If you have any problems using Dropzone, please try to find help on stackoverflow.com by using the dropzone.js tag. Only create an issue on Github when you think you found a bug or want to suggest a new feature.

Compatibility

This section describes compatibility with browsers and older versions of Dropzone.

Browser Support

  • Chrome 7+
  • Firefox 4+
  • IE 10+
  • Opera 12+ (Version 12 for MacOS is disabled because their API is buggy)
  • Safari 6+

For all the other browsers, dropzone provides an oldschool file input fallback.

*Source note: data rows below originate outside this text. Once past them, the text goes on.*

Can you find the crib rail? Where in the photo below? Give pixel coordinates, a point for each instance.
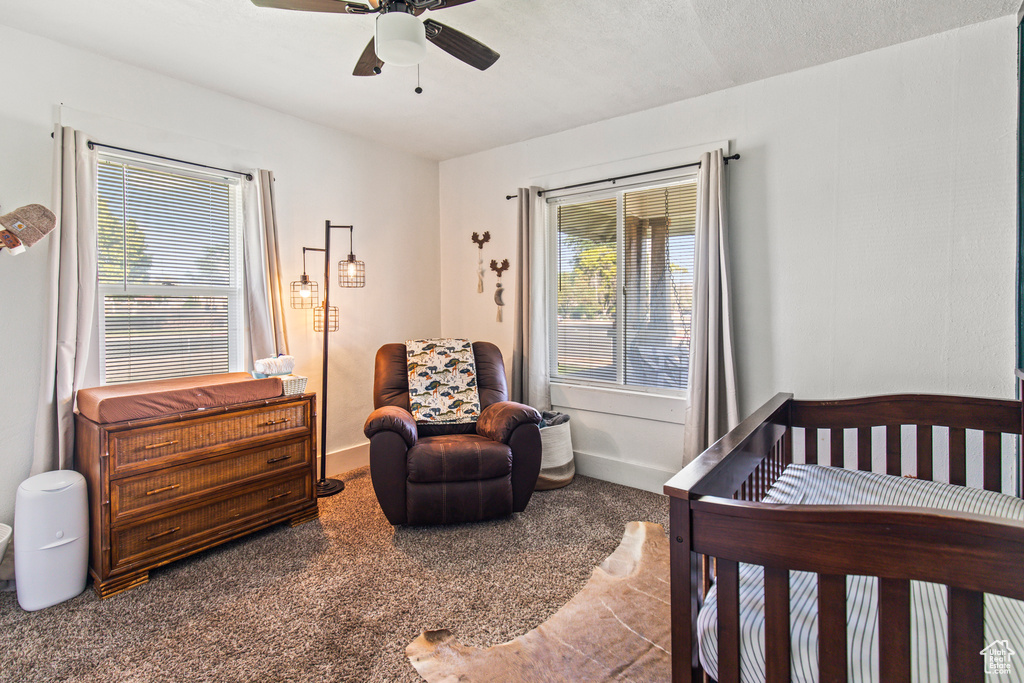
(840, 541)
(717, 522)
(920, 414)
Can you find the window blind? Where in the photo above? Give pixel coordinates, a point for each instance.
(625, 287)
(657, 253)
(169, 270)
(587, 304)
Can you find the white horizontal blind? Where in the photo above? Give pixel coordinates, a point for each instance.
(657, 249)
(169, 269)
(587, 236)
(625, 286)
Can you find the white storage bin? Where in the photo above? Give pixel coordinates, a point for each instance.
(557, 463)
(51, 523)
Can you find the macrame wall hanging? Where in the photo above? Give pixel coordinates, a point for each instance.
(479, 242)
(499, 290)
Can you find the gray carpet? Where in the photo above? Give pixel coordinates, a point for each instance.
(336, 599)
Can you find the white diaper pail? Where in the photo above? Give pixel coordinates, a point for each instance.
(5, 532)
(51, 531)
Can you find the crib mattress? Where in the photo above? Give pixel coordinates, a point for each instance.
(813, 484)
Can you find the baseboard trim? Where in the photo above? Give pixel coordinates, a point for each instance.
(346, 460)
(621, 471)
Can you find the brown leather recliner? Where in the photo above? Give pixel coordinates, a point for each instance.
(443, 473)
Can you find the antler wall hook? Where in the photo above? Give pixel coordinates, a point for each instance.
(500, 268)
(479, 242)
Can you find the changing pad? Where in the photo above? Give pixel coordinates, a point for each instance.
(136, 400)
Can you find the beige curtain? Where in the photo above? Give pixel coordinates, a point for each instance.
(267, 336)
(712, 410)
(529, 347)
(71, 300)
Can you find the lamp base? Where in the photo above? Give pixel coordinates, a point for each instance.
(326, 487)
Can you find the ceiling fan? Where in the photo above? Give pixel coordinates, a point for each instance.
(400, 38)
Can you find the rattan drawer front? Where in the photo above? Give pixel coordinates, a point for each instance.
(145, 491)
(143, 445)
(175, 530)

There is no workaround for drag’n’drop in older browsers – it simply isn't supported. The same goes for image previews, etc... But using dropzone, your users using an old browser will be able to upload files. It just won’t look and feel great. But hey, that’s their fault.

Version 4.0

This is not a changelog. Only compatibility problems are listed.
  • Changed the default previewTemplate. Check out the new one in the layout section.
  • Using an already included SVG instead of a PNG spritemap (the CSS file is now the only additional file that you need to include)

Version 3.0

This is not a changelog. Only compatibility problems are listed.
  • All classes are prefixed with dz- now to prevent clashing with other CSS definitions
  • The way previewTemplate is defined has changed. You have to provide data-dz-* elements now
  • If the server returns JSON, it will be parsed for error messages as well
  • There’s a dict* option for all of the visible messages
  • Lots of minor fixes and changes

Version 2.0

This is not a changelog. Only compatibility problems are listed.

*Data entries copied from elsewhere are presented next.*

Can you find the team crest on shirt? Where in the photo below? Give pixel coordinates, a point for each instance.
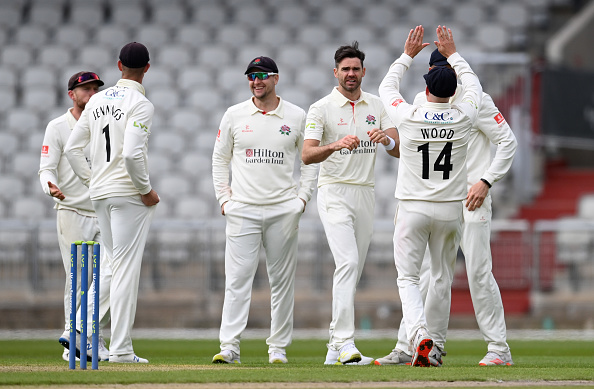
(285, 130)
(370, 119)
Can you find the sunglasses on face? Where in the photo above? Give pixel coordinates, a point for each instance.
(87, 77)
(260, 75)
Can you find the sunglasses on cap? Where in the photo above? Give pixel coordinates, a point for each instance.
(260, 75)
(86, 77)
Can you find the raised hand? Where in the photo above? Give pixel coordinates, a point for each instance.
(445, 41)
(414, 43)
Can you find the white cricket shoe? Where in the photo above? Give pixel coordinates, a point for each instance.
(494, 358)
(422, 346)
(277, 358)
(396, 357)
(66, 356)
(226, 356)
(333, 355)
(128, 358)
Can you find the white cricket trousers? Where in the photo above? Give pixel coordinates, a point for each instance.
(275, 227)
(71, 227)
(484, 291)
(346, 212)
(124, 222)
(418, 224)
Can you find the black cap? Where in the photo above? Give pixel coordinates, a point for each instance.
(134, 55)
(263, 63)
(82, 78)
(441, 81)
(437, 59)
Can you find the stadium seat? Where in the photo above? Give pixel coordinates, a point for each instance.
(294, 16)
(174, 56)
(280, 33)
(194, 77)
(211, 54)
(167, 143)
(158, 77)
(55, 56)
(39, 99)
(186, 120)
(72, 37)
(311, 34)
(233, 35)
(159, 164)
(163, 98)
(112, 37)
(127, 14)
(95, 56)
(32, 36)
(87, 14)
(169, 14)
(46, 15)
(192, 36)
(16, 56)
(209, 15)
(38, 76)
(155, 35)
(250, 16)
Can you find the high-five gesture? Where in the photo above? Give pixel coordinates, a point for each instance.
(414, 43)
(445, 41)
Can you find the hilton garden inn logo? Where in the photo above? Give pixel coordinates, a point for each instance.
(264, 156)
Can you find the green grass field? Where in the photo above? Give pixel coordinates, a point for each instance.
(39, 363)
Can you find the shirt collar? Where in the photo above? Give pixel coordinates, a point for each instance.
(279, 111)
(341, 100)
(125, 83)
(70, 118)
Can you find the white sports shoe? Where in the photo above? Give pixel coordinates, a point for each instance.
(332, 359)
(277, 358)
(129, 358)
(494, 358)
(422, 346)
(396, 357)
(226, 356)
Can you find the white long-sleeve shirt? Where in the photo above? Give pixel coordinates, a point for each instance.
(433, 136)
(262, 148)
(116, 123)
(54, 167)
(489, 127)
(332, 118)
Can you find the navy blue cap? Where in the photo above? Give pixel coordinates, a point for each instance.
(437, 59)
(441, 81)
(134, 55)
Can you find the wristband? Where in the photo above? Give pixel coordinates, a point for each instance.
(390, 145)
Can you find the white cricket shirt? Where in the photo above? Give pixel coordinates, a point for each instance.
(54, 167)
(116, 123)
(433, 136)
(332, 118)
(489, 127)
(262, 148)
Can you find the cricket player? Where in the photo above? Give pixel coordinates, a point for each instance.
(261, 138)
(490, 128)
(116, 123)
(342, 132)
(431, 183)
(76, 219)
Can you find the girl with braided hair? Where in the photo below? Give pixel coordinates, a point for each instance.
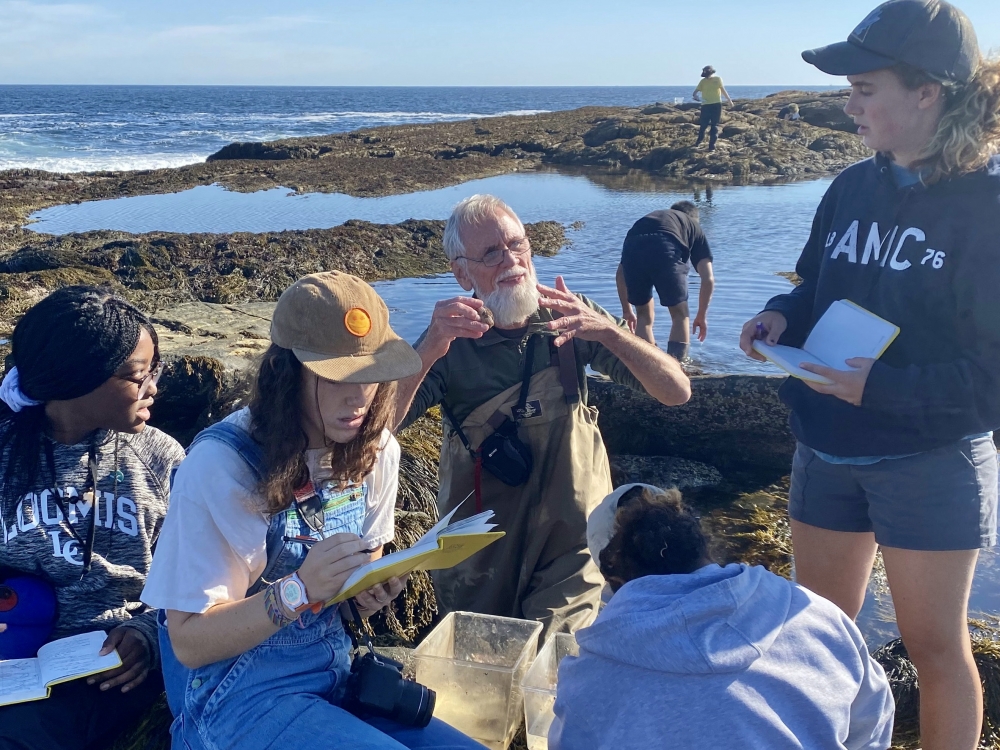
(690, 654)
(83, 494)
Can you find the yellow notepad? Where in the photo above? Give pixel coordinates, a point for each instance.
(845, 330)
(23, 680)
(444, 546)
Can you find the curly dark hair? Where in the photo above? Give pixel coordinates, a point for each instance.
(276, 423)
(686, 207)
(655, 534)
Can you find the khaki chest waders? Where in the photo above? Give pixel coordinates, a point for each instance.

Starting with version 2.0, Dropzone no longer depends on jQuery, but Dropzone still registers itself as a jQuery module if available.

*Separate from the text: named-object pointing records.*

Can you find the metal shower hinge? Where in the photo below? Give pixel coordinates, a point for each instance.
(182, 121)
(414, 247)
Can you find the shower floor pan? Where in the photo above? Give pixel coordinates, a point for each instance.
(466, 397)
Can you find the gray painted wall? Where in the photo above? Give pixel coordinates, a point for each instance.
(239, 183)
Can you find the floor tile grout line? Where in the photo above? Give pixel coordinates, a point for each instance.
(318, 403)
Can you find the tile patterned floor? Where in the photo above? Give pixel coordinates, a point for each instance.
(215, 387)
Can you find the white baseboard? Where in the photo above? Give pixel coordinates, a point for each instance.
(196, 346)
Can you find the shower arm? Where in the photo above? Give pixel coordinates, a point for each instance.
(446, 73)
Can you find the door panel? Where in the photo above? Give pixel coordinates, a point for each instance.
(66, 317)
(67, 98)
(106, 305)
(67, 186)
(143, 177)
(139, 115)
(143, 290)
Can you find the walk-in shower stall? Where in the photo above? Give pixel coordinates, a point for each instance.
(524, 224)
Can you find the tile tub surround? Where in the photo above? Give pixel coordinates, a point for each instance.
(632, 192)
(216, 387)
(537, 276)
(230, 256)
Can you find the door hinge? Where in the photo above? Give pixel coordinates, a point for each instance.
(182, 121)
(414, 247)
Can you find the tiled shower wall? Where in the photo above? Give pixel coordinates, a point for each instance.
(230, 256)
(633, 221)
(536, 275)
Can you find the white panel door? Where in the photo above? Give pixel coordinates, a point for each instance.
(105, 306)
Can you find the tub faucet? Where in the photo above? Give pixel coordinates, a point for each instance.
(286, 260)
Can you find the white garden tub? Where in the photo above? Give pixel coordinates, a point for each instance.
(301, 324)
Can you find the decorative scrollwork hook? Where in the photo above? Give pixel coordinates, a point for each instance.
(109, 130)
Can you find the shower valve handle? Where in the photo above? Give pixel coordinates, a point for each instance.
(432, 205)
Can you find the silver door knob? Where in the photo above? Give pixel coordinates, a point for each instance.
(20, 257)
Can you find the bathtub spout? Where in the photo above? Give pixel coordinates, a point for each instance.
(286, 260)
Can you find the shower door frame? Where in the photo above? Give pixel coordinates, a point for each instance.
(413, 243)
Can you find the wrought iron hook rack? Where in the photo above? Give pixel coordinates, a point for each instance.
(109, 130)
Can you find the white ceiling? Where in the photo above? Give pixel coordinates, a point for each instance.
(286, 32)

That means that creating your Dropzones like this still works:

$("#my-dropzone").dropzone({ /* options */ });

If you create your Dropzones with the normal constructor though, you have to pass either the raw HTMLElement, or a selector string. So those versions all work:

// With jQuery 
new Dropzone($("#my-dropzone").get(0));
// Without jQuery 
new Dropzone("#my-dropzone");
new Dropzone(document.querySelector("#my-dropzone"));

Another thing that changed, is that Dropzone no longer stores its instances inside the element’s data property. So to get a dropzone for an element do this now:

// DEPRECATED, do not use: 
$("#my-dropzone").data("dropzone"); // won't work anymore 
// Do this now: 
Dropzone.forElement(element); // Providing a raw HTMLElement 
// or 
Dropzone.forElement("#my-dropzone"); // Providing a selector string. 

Why another library?

I realize that there are already other libraries out there but the reason I decided to write my own are the following:

  • I didn't want it to be too big, and to cumbersome to dive into.
  • I want to design my own elements. I only want to register callbacks so I can update my elements accordingly.
  • Big files should get uploaded without a problem.
  • I wanted a callback for image previews, that don't kill the browser if too many too big images are viewed.
  • I want to use the latest API of browsers. I don't care if it falls back to the normal upload form if the browser is too old.
  • I don't think that it's necessary anymore to depend on libraries such as jQuery (especially when providing functionality that isn't available in old browsers anyway).